With each ‘eh?’ Duguid came closer and closer, looming over McLean, making full use of his extra height.

‘It’s that little word, McLean.’ And now Duguid jabbed him with a bony finger, the nail cracked and yellowing from a lifetime’s proximity to cigarettes. ‘Team. T-E-A-M. You don’t go swanning off on some dawn raid without co-ordinating it with everyone else first. What did you do? Grab the first uniforms you could lay your hands on and go in all guns blazing?’

McLean was going to protest, even got as far as opening his mouth just a fraction, but shut it again when he recognised the irritating nugget of truth in the chief inspector’s words. He hadn’t completely forgotten the team structure – DI Langley had been in on the short briefing he’d arranged at six that morning. Nice of the man to come to his aid now, instead of sloping off towards the computers lined up in the centre of the room, pretending to be very interested in the latest useless actions they were churning out.

‘Well, what have you got to show for yourself?’ Duguid asked, shoving impatient hands into his jacket pockets, guddling about a bit and coming up with a slightly yellowing mint imperial. He rubbed a few crumbs of what McLean hoped was rolling tobacco off it before popping it into his mouth.

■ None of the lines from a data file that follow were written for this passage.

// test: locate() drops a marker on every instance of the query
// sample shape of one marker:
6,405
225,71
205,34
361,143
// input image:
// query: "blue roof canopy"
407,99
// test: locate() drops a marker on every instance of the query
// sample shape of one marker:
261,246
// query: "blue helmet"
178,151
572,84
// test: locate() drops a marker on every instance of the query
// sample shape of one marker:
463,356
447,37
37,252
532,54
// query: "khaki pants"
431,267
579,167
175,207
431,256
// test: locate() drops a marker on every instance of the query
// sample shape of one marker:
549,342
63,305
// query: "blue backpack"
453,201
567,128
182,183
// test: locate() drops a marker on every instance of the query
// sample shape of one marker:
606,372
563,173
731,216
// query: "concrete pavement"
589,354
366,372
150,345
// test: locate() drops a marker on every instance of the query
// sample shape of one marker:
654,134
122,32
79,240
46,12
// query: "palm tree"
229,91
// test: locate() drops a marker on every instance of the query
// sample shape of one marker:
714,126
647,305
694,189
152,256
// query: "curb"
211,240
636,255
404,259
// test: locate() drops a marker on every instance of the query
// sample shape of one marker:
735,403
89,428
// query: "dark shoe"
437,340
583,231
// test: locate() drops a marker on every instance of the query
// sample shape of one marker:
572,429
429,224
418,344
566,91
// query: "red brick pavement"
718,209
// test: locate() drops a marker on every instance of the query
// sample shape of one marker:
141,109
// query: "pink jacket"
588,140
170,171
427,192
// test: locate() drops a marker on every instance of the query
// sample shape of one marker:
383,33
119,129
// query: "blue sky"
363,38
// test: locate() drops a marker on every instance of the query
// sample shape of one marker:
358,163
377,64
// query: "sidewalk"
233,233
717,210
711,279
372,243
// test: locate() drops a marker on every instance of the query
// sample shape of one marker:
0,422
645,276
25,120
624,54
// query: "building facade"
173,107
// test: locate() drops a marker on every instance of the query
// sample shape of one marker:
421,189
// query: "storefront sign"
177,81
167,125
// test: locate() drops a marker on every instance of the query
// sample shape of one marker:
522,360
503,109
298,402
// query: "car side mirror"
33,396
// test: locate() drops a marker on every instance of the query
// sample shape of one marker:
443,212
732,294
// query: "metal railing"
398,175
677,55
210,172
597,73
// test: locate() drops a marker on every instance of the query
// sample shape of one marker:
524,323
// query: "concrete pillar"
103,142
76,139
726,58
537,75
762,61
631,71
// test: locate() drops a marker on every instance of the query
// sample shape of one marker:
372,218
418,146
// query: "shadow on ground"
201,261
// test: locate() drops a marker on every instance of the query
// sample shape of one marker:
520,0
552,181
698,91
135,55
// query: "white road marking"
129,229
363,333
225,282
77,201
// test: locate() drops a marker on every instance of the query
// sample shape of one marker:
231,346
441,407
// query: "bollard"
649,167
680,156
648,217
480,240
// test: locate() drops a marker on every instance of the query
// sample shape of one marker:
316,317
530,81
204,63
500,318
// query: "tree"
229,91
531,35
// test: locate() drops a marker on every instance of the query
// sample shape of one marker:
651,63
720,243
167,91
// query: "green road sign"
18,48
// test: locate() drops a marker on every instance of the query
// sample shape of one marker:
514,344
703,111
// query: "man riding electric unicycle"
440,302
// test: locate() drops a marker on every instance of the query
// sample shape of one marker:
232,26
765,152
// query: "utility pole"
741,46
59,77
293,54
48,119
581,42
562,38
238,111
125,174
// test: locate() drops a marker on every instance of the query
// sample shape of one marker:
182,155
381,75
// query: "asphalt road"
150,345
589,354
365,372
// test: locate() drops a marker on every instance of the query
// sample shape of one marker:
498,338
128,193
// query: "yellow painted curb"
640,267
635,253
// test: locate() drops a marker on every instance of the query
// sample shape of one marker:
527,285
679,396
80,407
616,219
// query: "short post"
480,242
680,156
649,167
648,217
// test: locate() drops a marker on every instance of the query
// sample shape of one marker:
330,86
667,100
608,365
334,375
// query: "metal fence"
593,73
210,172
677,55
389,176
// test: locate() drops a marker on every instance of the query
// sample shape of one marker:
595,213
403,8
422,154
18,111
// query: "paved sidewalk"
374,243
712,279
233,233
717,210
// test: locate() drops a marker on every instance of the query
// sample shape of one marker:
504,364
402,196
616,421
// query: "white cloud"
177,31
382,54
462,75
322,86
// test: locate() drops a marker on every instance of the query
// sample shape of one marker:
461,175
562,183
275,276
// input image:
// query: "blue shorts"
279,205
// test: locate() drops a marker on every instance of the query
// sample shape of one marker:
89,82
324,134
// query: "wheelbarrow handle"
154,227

‘We found high-power lights and hydroponics gear in the loft of the tenement my informant named,’ he said, then went on to fill in the chief inspector about the morning’s activities. For once Duguid didn’t interrupt, possibly because he was too busy enjoying his nicotine-infused mint.

Finally he picked at his yellow teeth, peered at whatever he’d found, now lodged under a cracked, yellow nail. ‘So now SOC are going through two dozen rotten bin bags full of shit for us, and you say this place looked like it hadn’t been used in a while?’